Pakistan is also stepping out of a global year for popular culture and the arts, which will motivate the creation of further artistic outlets and help to bridge Pakistans film and music industries with others around the world. Academic events like ThinkFest held in Lahore and the Pakistan Conference hosted by Harvard University last year, marking 75 years of independence, testified to a burgeoning intellectual culture, an interest among the youth in tackling contemporary challenges and a strong international interest in Pakistan Studies. Pakistan will have to balance these positives and opportunities with very challenging circumstances, not all of the origins of which were avoidable.
Pakistan will have to balance these positives and opportunities with very challenging circumstances, not all of the origins of which were avoidable.
The Aftermath of the Floods
It has been well-documented that the floods in Pakistan last year, caused by increased monsoon rainfall, have affected over 33 million people. The ongoing consequences of much of Pakistan going underwater have made dire conditions a daily reality for many, especially children. UNICEF, whose health interventions have reached nearly 1.5 million people to date, has warned that up to 4 million children are still living near contaminated and stagnant flood waters: Frail and hungry children are fighting a losing battle against severe acute malnutrition, diarrhoea, malaria, dengue fever, typhoid, acute respiratory infections, and painful skin conditions. (sic)
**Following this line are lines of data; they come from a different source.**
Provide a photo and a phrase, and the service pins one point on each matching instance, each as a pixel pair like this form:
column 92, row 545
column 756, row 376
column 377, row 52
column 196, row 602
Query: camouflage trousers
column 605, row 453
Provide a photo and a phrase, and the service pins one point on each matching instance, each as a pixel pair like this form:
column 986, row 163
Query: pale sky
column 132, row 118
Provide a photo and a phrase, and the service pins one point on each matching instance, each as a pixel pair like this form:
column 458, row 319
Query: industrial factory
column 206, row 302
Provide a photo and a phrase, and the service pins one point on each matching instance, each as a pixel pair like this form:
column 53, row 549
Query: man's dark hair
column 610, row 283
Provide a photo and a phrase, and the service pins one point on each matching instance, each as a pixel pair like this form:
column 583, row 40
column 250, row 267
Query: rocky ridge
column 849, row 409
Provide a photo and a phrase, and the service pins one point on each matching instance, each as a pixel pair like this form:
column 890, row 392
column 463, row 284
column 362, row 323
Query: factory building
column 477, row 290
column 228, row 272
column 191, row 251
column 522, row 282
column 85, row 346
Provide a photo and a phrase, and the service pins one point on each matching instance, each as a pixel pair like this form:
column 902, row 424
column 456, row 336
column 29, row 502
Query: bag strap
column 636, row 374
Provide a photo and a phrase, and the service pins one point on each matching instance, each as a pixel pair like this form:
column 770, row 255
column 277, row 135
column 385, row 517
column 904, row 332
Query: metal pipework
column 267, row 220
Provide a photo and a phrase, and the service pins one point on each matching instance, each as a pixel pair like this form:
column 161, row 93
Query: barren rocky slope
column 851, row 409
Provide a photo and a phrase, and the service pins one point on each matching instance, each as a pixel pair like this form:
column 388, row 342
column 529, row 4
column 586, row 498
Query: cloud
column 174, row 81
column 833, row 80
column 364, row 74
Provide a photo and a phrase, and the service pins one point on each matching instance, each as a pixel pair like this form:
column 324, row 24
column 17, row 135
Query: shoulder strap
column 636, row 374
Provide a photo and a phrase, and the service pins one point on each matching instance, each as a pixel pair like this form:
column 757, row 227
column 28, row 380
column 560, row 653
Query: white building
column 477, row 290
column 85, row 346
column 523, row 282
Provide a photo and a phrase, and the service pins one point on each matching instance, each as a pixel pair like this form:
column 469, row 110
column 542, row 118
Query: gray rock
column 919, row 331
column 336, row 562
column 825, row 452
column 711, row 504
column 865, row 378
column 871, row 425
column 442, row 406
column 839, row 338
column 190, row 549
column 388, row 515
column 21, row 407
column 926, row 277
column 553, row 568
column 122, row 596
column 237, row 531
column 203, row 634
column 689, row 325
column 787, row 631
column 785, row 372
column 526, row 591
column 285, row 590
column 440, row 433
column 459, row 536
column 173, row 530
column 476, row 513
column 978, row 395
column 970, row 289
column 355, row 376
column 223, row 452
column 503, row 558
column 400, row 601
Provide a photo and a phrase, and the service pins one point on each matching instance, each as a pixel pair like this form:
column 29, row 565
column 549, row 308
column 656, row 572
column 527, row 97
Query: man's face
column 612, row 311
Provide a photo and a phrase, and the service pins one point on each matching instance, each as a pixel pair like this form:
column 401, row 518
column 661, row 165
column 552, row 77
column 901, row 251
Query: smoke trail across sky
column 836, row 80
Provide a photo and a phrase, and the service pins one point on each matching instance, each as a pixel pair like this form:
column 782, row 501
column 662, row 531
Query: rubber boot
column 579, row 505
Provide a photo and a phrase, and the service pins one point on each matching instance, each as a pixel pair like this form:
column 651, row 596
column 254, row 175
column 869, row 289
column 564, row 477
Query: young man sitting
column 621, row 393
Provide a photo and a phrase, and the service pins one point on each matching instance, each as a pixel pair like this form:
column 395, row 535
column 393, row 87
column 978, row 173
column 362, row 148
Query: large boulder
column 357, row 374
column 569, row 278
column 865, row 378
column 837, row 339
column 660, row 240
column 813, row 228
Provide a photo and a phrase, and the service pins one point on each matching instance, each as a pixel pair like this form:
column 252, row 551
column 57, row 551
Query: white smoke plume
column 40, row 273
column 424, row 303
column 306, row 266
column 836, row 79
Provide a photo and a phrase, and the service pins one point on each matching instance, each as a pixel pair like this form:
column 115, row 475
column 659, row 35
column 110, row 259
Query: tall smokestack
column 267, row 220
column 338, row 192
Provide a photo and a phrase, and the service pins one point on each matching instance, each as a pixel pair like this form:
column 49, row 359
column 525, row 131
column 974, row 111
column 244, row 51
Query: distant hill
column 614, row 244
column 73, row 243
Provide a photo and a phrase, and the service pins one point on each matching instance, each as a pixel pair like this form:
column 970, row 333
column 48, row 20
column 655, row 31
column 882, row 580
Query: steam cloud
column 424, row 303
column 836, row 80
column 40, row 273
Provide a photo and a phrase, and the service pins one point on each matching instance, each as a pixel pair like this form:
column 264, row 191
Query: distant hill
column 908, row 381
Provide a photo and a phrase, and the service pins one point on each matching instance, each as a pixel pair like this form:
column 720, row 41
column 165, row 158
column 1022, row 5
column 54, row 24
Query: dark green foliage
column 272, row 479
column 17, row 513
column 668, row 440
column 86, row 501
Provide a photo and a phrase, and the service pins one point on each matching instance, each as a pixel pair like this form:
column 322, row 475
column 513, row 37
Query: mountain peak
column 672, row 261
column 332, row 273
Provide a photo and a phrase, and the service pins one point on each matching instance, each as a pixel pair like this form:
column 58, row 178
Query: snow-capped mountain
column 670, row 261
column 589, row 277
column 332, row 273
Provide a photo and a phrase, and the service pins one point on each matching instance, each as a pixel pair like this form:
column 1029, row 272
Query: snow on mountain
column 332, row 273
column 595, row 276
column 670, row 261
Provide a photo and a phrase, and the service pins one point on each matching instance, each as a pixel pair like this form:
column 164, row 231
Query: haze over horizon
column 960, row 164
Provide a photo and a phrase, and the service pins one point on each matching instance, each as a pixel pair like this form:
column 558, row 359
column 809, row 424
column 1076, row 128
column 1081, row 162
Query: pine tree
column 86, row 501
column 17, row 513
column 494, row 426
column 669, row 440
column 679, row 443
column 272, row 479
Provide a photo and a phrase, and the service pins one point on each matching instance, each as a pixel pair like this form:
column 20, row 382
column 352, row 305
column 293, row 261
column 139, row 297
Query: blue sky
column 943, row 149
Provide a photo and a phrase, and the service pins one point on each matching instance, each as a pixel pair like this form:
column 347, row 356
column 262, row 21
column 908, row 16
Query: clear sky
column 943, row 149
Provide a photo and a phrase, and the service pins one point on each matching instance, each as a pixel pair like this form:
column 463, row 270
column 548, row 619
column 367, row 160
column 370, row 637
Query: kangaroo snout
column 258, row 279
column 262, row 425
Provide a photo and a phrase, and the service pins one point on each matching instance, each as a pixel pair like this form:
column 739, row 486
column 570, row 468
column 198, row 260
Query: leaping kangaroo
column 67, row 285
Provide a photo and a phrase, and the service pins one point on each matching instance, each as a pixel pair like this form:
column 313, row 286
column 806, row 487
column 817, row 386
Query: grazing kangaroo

Besides health concerns, UNICEF has found that 2 million additional children have been locked out of learning, on top of the estimated 22.8 million children aged 5-16 not in school after the destruction of nearly 27,000 schools. Thus, the floods have exacerbated poor health and educational outcomes for the next generation of Pakistanis, who will also have to contend with more serious and frequent extreme weather events unless the world gets serious about reducing global temperatures. Given Pakistans acute vulnerability to climate change, it will have to increasingly treat the phenomenon as a non-traditional threat and prepare accordingly in its national security estimations.
Economic Turmoil
While the human impact of floods must be the most central concern for Pakistan and the international community, the economic impact is unprecedented. The World Bank has estimated that total damages exceed 14.9 billion USD and total economic losses amount to around 15.2 billion USD, while rehabilitation and reconstruction will cost close to 16.3 billion USD. The organisation also projected that Pakistan lost around 2.2 per cent of Fiscal Year 2022 GDP as a direct result of the floods.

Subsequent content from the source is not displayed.